軍事介入はフランスのエネルギー安全保障のため
今回、フランスが攻撃を急いだのは、マリがイスラム過激派の手に落ちれば、次は隣国ニジェールまでもが過激派に侵食されるのではないかと恐れたからだ。ニジェールにはアフリカ最大のウラン鉱床があり、実はフランスの原子力大手アレバが権益の3分の2を保有しているのだ。見方を変えれば、今回の軍事介入はフランスのエネルギー安全保障のためとも言える。
「アンサル・ディーン」とAQIMはともに、「十字軍による介入」とフランス軍を名指しで強く非難。フランスはマリ北部への空爆の数日後に、陸上部隊の派遣を決め地上戦へと突入した。こうしたイスラム教徒への殺害行為をやめさせるため、マリから国境を越えてアルジェリアに侵入してきたイスラム過激派は、欧米企業の運営するガス関連施設を襲撃したと見られている。
アル・カイダの活動拠点であったタリバン支配下のアフガニスタンのように、マリ北部では厳格なイスラム化が進んでいる。世界遺産都市トンブクトウでは、偶像支配を認めていないという理由で、イスラム教指導者の聖廟が破壊された。また非イスラム的として街中での禁煙が禁じられたほか、女性は外出時にベール着用を強要されている。

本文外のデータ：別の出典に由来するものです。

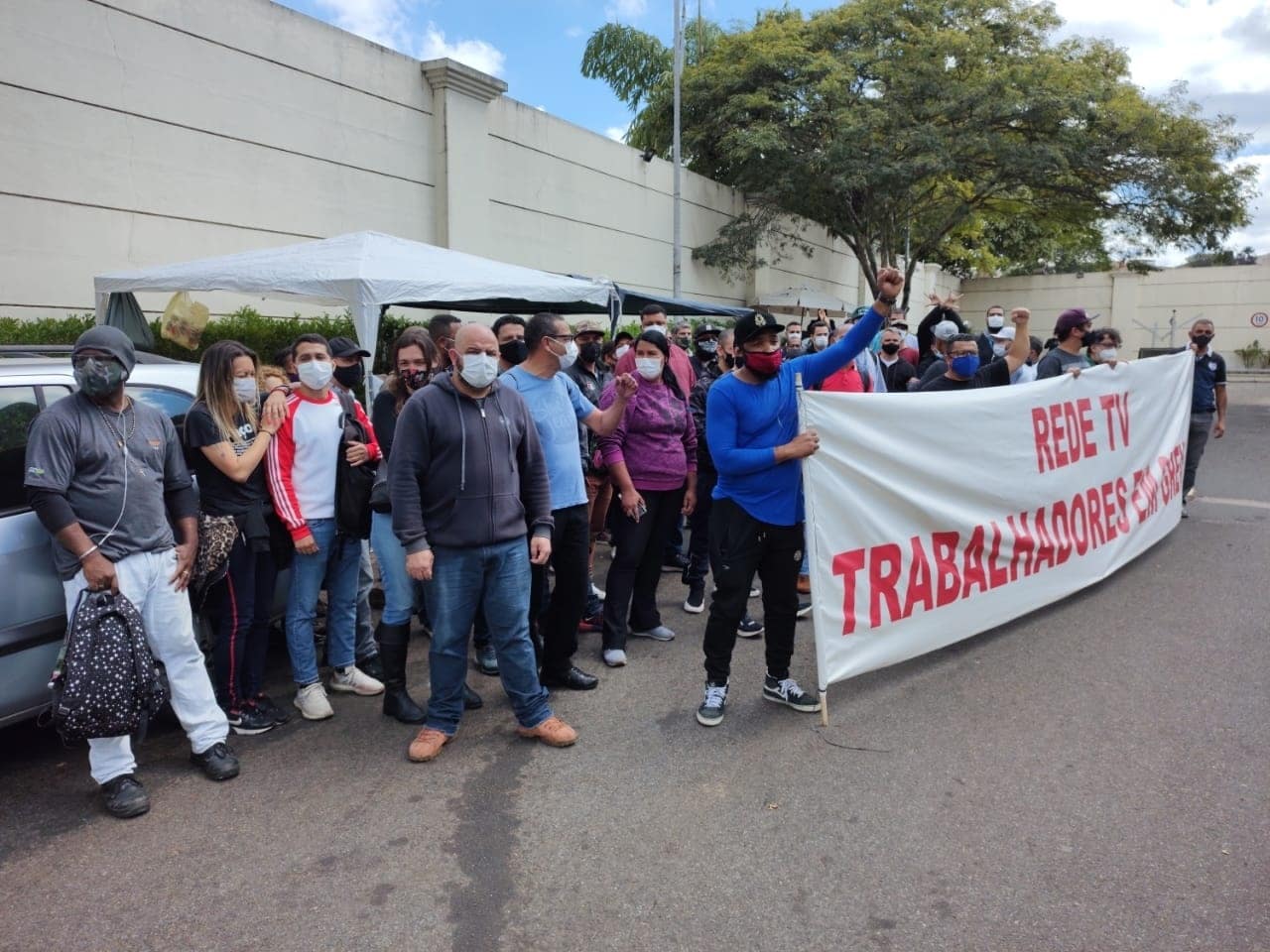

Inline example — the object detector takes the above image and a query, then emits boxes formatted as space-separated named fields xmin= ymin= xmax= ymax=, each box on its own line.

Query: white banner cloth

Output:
xmin=802 ymin=353 xmax=1194 ymax=690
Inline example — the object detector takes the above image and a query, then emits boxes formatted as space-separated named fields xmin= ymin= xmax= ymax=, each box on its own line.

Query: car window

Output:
xmin=0 ymin=387 xmax=40 ymax=512
xmin=128 ymin=384 xmax=194 ymax=432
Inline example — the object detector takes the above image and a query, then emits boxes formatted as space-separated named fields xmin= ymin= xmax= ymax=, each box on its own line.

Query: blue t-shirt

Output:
xmin=706 ymin=308 xmax=883 ymax=526
xmin=498 ymin=367 xmax=595 ymax=509
xmin=1192 ymin=350 xmax=1225 ymax=414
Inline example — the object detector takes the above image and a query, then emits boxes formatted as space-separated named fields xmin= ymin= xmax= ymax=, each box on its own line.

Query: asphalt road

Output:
xmin=0 ymin=385 xmax=1270 ymax=952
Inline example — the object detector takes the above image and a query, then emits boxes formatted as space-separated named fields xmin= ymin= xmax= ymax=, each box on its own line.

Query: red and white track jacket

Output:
xmin=266 ymin=391 xmax=382 ymax=539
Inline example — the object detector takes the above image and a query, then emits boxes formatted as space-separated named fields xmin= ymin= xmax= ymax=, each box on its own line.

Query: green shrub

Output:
xmin=0 ymin=313 xmax=92 ymax=344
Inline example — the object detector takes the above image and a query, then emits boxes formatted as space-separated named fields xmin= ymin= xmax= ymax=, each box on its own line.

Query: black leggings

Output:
xmin=603 ymin=486 xmax=684 ymax=649
xmin=204 ymin=534 xmax=278 ymax=711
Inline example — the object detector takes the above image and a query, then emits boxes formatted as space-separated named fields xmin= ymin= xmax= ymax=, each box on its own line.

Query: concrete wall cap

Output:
xmin=422 ymin=60 xmax=507 ymax=103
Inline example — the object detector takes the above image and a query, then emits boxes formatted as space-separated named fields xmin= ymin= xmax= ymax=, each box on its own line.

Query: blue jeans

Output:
xmin=371 ymin=513 xmax=416 ymax=625
xmin=287 ymin=520 xmax=362 ymax=686
xmin=427 ymin=536 xmax=552 ymax=735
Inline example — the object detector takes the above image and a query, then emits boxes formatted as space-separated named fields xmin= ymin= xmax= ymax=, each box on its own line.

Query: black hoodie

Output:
xmin=389 ymin=375 xmax=554 ymax=552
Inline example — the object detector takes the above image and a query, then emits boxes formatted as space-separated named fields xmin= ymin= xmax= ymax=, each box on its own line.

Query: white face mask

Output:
xmin=635 ymin=357 xmax=662 ymax=380
xmin=296 ymin=361 xmax=335 ymax=390
xmin=234 ymin=377 xmax=260 ymax=404
xmin=560 ymin=340 xmax=577 ymax=371
xmin=458 ymin=354 xmax=498 ymax=390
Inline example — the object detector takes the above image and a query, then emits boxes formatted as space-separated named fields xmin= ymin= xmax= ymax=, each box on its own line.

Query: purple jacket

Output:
xmin=599 ymin=377 xmax=698 ymax=493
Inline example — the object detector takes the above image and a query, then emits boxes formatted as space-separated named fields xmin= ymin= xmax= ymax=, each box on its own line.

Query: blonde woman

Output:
xmin=186 ymin=340 xmax=287 ymax=734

これまでアフガニスタンやイラク、イエメンなどでのアル・カイダ系組織によるテロ事件に注目が集まっていたが、新たに西アフリカや北アフリカまでがテロリストの巣窟になりつつある。マリがアフリカのアフガニスタンとなることのないよう、フランスだけでなく国際社会が結束して対応する必要がある。